What Proportion of New Tuberculosis Patients Has a History of Household Tuberculosis Exposure? A Cross-Sectional Study from Udupi District, South India
journal contributionposted on 2019-01-01, 00:00 authored by Chidananda Sanju SV, Nikhil Srinivasapura Venkateshmurthy, Divya Nair, Vrinda Hari Ankolekar, Ajay MV Kumar
While tuberculosis (TB) preventive therapy among household contacts is effective at an individual level, its population-level impact on reducing TB incidence has been unclear. In this study, we aimed to assess, among the new tuberculosis patients started on treatment between 1 October, 2018 and 30 June, 2019 in the public health facilities of Udupi district (South India): i) the proportion with a ‘history of household TB exposure’ and ii) sociodemographic and clinical factors associated with it. We conducted a cross-sectional study involving record review and patient interviews.
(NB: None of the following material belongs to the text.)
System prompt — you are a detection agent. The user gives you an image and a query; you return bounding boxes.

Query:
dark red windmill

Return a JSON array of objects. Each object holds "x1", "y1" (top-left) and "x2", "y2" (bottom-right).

Of 565 TB patients, 273(48%) were interviewed. Of them, 71(26%, 95% CI: 21%–32%) patients had a ‘history of household TB exposure (ever)’ with about half exposed in the past five years of diagnosis. Considering a new TB case as a proxy for incident TB, and ‘history of household TB exposure’ a proxy for household transmission, and assuming 100% effectiveness of preventive therapy, we may infer that a maximum of 26% of the incident cases can be prevented by giving preventive therapy to all household contacts of TB patients. In multivariable analysis, females and tobacco users had a significantly higher prevalence of household TB exposure. If there are resource constraints, these subgroups may be prioritized.